MANCHESTER — Hillsborough County Superior Court North Judge Gillian Abramson has rejected motions filed by former Manchester High School Central art teacher Lisa Tagalakis to set aside her conviction for permitting drug sales in her residence, or to reduce the felony conviction to a misdemeanor.

A jury on May 8 convicted Tagalakis, who no longer uses her ex-husband’s last name of Fedor, of a felony charge of common nuisance. The charge says she knowingly allowed her home at 151 Sagamore St. to be used for the illegal keeping or selling of controlled drugs. The jury found Tagalakis innocent of a felony of conspiracy to sell drugs.

She was accused of taking $100 a week in rent from ex-convict Robert Doane, who was selling drugs, primarily heroin, out of her home on Sagamore Street in January and February 2013.

Doane, who was convicted of drug sales in March and senenced to 10 to 40 years in prison, was introduced to Tagalakis, 43, by her boyfriend, Kristopher White, 23, who asked if his friend could rent a room.

Tagalakis’ motion contended that the facts supported a misdemeanor common nuisance charge, not a felony level charge.

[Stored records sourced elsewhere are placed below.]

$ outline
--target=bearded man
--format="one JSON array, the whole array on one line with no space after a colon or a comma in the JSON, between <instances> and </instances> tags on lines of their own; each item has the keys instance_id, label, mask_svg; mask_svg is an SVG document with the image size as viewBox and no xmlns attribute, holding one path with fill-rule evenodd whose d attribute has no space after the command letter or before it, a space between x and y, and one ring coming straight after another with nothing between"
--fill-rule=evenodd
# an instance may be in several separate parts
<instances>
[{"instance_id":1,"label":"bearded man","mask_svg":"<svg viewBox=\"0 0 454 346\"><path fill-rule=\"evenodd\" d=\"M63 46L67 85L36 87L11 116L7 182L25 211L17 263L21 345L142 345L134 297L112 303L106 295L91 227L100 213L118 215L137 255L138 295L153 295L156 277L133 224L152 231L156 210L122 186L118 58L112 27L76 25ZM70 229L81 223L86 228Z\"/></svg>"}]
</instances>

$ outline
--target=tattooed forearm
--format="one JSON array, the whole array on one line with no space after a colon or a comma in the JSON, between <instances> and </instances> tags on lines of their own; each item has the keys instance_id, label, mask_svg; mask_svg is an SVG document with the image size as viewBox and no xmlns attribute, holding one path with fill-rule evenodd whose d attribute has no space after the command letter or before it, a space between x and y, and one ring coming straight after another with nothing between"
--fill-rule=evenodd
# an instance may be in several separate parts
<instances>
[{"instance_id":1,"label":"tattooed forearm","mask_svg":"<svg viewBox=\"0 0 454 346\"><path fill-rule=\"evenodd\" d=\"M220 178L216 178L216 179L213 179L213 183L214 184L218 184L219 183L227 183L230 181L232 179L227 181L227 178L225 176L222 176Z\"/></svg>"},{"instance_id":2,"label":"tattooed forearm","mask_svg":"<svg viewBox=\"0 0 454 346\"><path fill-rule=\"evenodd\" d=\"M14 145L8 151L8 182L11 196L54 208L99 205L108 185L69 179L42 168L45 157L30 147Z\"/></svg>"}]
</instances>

But in her July 30 court order, Abramson said while there is some overlap, the felony definition includes dwellings that are used for the illegal selling of controlled drugs, while the misdemeanor does not.

Abramson said the jurors “explicitly found her guilty of an element (selling) that is contained only in the felony statute.” Therefore, Abramson wrote: “. . .the Court finds that defendant was properly convicted of a class B felony.”

Abramson also rejected motions seeking “to set aside the verdict or, in the alternative, for judgment notwithstanding the verdict.” Abramson said the evidence was sufficient for “a reasonable jury to find guilty beyond a reasonable doubt.”

As for sitting as a “thirteenth juror,” and disagreeing with the jury’s resolution of conflicting testimony, Abramson said: “. . .the Court cannot conclude that the verdict constitutes a miscarriage of justice, nor that the evidence weighs heavily against the verdict.”

No date has been set yet for Tagalakis’ sentencing.